In that case, he would die in the line of duty, like a captain going down at the helm of his ship.
“And we thought AIDS was a nightmare,” he said to the nurse across the table from him. They were seated at the table in a break room adjacent to one of the labs. Recent issues of both medical journals and People lay scattered across its dusty top, as well as plates encrusted with petrified food. “We didn’t know the meaning of the word nightmare.”
“What went wrong on us?” he thought the nurse said. Had her mouth moved? “Why couldn’t we stop it?”
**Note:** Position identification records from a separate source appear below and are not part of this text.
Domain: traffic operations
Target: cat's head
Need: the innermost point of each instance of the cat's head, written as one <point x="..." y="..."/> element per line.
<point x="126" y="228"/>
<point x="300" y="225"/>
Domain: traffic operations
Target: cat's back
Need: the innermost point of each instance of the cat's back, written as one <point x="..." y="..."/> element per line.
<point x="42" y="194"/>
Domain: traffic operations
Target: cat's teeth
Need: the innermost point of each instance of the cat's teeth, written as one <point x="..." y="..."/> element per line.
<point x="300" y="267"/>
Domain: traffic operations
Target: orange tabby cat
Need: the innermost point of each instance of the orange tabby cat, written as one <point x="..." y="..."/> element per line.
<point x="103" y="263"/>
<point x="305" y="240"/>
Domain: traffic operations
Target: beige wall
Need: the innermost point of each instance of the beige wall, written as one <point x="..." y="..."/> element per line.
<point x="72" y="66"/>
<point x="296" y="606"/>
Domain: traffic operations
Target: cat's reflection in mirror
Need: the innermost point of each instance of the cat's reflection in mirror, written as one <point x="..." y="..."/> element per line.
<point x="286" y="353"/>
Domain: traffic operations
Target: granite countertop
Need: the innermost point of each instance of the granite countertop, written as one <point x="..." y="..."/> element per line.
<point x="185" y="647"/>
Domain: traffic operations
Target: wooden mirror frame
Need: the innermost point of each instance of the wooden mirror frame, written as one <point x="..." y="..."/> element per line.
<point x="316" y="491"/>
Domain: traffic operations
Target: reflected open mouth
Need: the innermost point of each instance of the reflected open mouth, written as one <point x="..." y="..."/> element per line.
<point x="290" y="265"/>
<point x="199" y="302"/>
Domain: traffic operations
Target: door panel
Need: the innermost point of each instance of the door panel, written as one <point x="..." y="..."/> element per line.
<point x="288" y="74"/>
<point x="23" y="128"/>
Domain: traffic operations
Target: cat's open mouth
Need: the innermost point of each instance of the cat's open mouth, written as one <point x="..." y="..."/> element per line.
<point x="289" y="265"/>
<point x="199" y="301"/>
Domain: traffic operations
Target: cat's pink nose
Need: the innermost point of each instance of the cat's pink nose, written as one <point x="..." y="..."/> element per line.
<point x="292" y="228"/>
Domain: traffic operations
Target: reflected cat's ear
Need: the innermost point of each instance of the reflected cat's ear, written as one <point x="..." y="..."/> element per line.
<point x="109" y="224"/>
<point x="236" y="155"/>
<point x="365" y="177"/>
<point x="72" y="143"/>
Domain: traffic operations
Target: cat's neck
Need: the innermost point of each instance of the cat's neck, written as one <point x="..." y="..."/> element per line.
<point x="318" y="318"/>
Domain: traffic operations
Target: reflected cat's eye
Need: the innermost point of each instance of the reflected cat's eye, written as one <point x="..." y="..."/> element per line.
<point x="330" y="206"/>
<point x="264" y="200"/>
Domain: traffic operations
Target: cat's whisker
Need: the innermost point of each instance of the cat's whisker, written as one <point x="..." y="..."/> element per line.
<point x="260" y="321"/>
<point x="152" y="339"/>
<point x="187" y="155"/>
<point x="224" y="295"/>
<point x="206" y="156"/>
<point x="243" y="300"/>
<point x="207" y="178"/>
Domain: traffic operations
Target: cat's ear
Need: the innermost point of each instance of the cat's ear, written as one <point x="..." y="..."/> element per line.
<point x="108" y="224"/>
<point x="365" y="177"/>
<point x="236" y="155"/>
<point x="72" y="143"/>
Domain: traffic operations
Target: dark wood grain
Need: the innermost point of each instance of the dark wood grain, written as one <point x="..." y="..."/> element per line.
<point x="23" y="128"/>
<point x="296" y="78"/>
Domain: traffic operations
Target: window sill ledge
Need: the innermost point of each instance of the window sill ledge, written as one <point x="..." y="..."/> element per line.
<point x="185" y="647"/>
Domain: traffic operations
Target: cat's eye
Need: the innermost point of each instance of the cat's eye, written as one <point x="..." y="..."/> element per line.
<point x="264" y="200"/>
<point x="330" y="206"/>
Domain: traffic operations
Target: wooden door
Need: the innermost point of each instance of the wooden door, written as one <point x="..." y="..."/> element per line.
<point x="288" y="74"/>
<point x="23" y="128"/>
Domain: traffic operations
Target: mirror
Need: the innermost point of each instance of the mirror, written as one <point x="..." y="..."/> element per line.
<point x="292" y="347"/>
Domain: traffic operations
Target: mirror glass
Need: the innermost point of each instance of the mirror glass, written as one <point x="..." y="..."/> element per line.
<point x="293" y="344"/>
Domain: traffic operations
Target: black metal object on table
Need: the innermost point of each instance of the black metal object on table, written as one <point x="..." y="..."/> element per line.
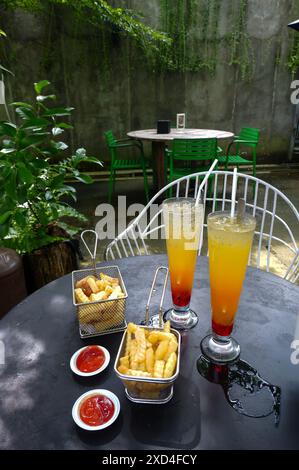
<point x="38" y="388"/>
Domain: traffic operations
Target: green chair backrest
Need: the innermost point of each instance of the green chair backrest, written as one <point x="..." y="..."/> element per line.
<point x="250" y="134"/>
<point x="194" y="149"/>
<point x="110" y="139"/>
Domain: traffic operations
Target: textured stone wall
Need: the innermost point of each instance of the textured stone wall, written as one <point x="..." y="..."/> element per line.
<point x="129" y="97"/>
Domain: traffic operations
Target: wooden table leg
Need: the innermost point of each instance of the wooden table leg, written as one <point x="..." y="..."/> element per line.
<point x="159" y="170"/>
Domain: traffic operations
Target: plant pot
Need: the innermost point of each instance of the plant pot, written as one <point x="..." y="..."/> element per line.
<point x="49" y="263"/>
<point x="12" y="281"/>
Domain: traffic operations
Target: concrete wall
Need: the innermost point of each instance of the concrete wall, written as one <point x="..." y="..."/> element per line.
<point x="69" y="54"/>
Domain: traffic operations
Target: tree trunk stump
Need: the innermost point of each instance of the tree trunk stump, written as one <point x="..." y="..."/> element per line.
<point x="49" y="263"/>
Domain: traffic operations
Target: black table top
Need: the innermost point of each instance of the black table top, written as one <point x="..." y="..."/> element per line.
<point x="38" y="389"/>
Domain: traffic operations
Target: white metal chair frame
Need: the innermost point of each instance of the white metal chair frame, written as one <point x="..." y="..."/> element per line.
<point x="131" y="241"/>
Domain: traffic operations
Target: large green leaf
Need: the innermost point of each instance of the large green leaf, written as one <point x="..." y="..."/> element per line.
<point x="60" y="145"/>
<point x="84" y="178"/>
<point x="64" y="125"/>
<point x="25" y="174"/>
<point x="16" y="104"/>
<point x="25" y="112"/>
<point x="58" y="112"/>
<point x="41" y="98"/>
<point x="21" y="219"/>
<point x="5" y="70"/>
<point x="57" y="131"/>
<point x="35" y="124"/>
<point x="7" y="150"/>
<point x="32" y="140"/>
<point x="39" y="86"/>
<point x="8" y="129"/>
<point x="57" y="182"/>
<point x="4" y="217"/>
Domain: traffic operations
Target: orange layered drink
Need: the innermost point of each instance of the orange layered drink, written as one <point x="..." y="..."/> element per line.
<point x="229" y="241"/>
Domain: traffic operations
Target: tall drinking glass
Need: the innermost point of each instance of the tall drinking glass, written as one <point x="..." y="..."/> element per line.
<point x="183" y="221"/>
<point x="229" y="241"/>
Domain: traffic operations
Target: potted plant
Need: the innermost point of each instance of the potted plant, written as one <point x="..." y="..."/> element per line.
<point x="36" y="218"/>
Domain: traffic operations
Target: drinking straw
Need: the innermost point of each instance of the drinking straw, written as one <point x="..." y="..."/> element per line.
<point x="241" y="209"/>
<point x="205" y="180"/>
<point x="234" y="192"/>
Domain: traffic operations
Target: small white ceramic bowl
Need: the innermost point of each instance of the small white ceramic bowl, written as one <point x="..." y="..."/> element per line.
<point x="73" y="362"/>
<point x="79" y="401"/>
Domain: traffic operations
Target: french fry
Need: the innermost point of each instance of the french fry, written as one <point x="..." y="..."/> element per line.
<point x="83" y="281"/>
<point x="132" y="327"/>
<point x="156" y="336"/>
<point x="141" y="344"/>
<point x="153" y="337"/>
<point x="123" y="369"/>
<point x="81" y="298"/>
<point x="172" y="347"/>
<point x="99" y="296"/>
<point x="149" y="360"/>
<point x="138" y="373"/>
<point x="92" y="284"/>
<point x="86" y="288"/>
<point x="133" y="351"/>
<point x="125" y="361"/>
<point x="110" y="280"/>
<point x="141" y="366"/>
<point x="128" y="343"/>
<point x="101" y="284"/>
<point x="159" y="369"/>
<point x="170" y="365"/>
<point x="161" y="350"/>
<point x="108" y="290"/>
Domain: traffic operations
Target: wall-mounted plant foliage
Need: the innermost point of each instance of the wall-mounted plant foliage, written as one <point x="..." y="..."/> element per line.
<point x="184" y="19"/>
<point x="99" y="12"/>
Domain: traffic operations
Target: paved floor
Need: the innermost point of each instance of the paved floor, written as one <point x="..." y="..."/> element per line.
<point x="91" y="196"/>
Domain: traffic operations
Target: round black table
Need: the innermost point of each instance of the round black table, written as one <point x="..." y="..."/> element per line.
<point x="38" y="389"/>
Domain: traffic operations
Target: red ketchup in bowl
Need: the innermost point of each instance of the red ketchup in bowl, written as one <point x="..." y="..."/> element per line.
<point x="96" y="410"/>
<point x="90" y="359"/>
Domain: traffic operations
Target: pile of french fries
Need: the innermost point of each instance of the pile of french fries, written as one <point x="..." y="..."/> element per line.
<point x="149" y="353"/>
<point x="91" y="289"/>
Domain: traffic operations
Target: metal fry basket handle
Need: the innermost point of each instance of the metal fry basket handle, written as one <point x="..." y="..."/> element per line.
<point x="161" y="268"/>
<point x="94" y="253"/>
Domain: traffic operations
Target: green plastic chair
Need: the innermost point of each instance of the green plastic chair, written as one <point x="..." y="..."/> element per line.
<point x="120" y="163"/>
<point x="248" y="137"/>
<point x="188" y="151"/>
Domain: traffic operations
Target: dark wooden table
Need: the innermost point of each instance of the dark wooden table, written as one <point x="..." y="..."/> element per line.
<point x="38" y="389"/>
<point x="159" y="142"/>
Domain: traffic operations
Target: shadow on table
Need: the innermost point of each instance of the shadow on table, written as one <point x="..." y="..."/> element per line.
<point x="103" y="437"/>
<point x="169" y="426"/>
<point x="244" y="389"/>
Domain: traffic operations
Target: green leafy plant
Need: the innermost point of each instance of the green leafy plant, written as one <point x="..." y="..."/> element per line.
<point x="34" y="194"/>
<point x="99" y="12"/>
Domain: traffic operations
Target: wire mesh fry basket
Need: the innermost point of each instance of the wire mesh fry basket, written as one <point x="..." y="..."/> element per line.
<point x="100" y="317"/>
<point x="149" y="390"/>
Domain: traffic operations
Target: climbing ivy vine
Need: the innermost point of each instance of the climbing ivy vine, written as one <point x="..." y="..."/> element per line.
<point x="191" y="41"/>
<point x="98" y="12"/>
<point x="185" y="19"/>
<point x="293" y="59"/>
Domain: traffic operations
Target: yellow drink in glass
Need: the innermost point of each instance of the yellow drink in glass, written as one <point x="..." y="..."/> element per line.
<point x="229" y="242"/>
<point x="183" y="224"/>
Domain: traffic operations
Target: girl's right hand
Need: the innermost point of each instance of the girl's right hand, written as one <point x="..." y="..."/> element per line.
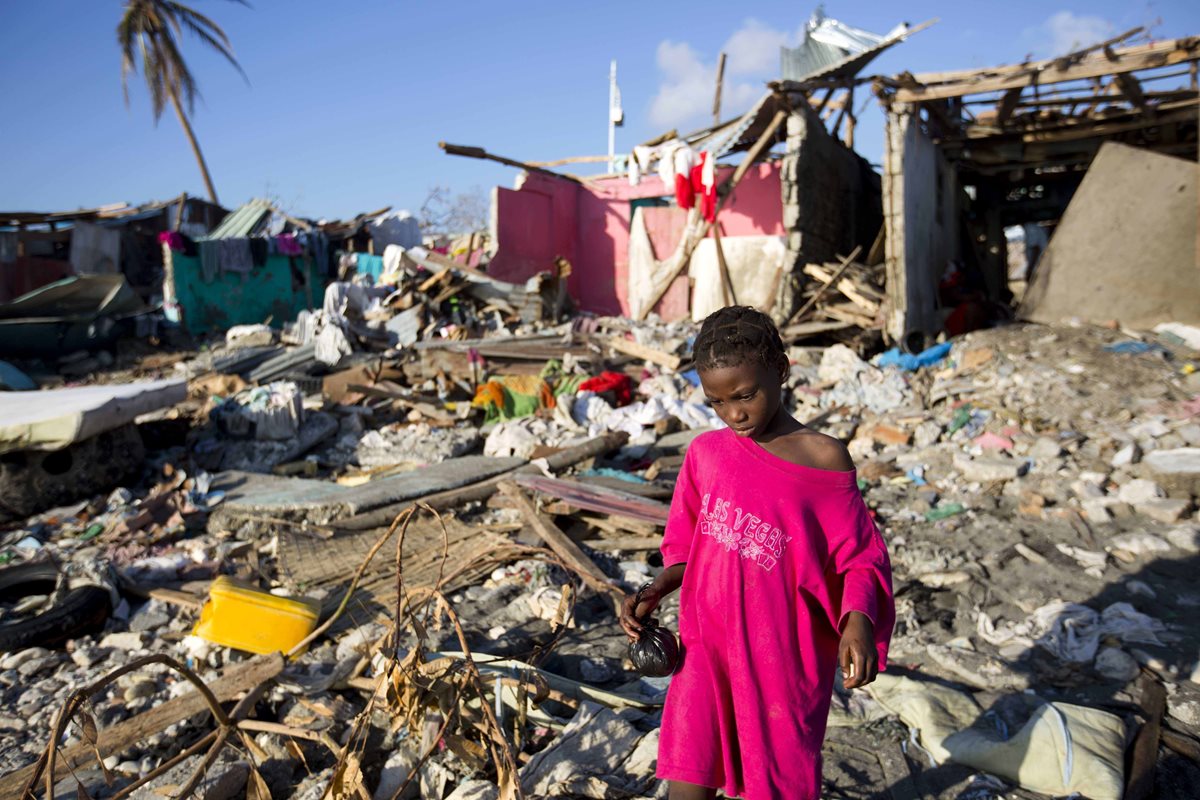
<point x="631" y="611"/>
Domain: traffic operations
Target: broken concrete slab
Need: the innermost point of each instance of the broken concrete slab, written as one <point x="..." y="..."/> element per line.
<point x="1134" y="206"/>
<point x="988" y="469"/>
<point x="322" y="501"/>
<point x="54" y="419"/>
<point x="1167" y="510"/>
<point x="1177" y="470"/>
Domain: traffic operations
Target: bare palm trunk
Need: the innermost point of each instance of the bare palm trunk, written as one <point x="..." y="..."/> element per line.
<point x="196" y="148"/>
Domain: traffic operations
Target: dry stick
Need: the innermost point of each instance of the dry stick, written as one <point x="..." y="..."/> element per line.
<point x="211" y="756"/>
<point x="445" y="723"/>
<point x="77" y="697"/>
<point x="167" y="765"/>
<point x="845" y="265"/>
<point x="497" y="738"/>
<point x="405" y="603"/>
<point x="349" y="591"/>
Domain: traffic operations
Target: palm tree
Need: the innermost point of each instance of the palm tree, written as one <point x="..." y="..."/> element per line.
<point x="149" y="32"/>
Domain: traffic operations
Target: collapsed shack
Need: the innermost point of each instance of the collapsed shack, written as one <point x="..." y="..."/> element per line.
<point x="1042" y="522"/>
<point x="1037" y="487"/>
<point x="972" y="152"/>
<point x="39" y="248"/>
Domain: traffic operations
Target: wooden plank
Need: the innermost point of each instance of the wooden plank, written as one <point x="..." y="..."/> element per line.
<point x="114" y="739"/>
<point x="731" y="298"/>
<point x="1008" y="103"/>
<point x="561" y="542"/>
<point x="1156" y="54"/>
<point x="479" y="152"/>
<point x="633" y="543"/>
<point x="1144" y="755"/>
<point x="717" y="97"/>
<point x="629" y="347"/>
<point x="597" y="498"/>
<point x="845" y="265"/>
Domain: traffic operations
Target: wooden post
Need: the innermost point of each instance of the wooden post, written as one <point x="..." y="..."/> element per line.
<point x="179" y="217"/>
<point x="717" y="97"/>
<point x="731" y="296"/>
<point x="730" y="185"/>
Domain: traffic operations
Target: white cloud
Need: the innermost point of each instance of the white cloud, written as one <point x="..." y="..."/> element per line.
<point x="1066" y="31"/>
<point x="754" y="49"/>
<point x="685" y="90"/>
<point x="684" y="98"/>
He chuckled wearily, removed his glasses. A red saddle was left impressed into the bridge of his nose. “It’s like Nature kept one step ahead of us the whole way. We’d run off looking one direction, and she was running along another. And by the time we got wise, well…too late. Much too late.”
The nurse stared over his slumped shoulder, past him, toward the blank wall behind him.
“Dogs,” he said quietly, cradling his head in his hands. “Who’d have thought it would be dogs?”
In the beginning, they’d been so preoccupied with finding an endemic rodent population, it was as if they’d been trotting along a raceway wearing blinders. The plague bacillus was Pasteurella pestis…a radically mutant strain, but still the same. It had always been rodents before.
But Nature always loves to catch you with your pants down.
And in the end, it looked as if Man’s best friend had also been his savior.
There were two kinds of immunity, they’d found. First, those rare cases of natural immunity, the elite in that .4 percent whose systems simply burned the bacillus out. The others had indeed been infected, but had grown immune. And Kramer and his staff had finally located a common link among them…contact with a dog that was already carrying it. Whether they were bitten by the dog or a flea or had somehow absorbed the dog’s saliva into an open wound or sore, the results were the same: a direct injection of the bacillus into the bloodstream. Something the CDC had experimented with endlessly, to no avail. But the experimental injections were pure plague, while the dogs had provided an extra little something that made all the difference: a common enzyme that kept the bacilli in a dormant state, allowing a natural immunity to develop.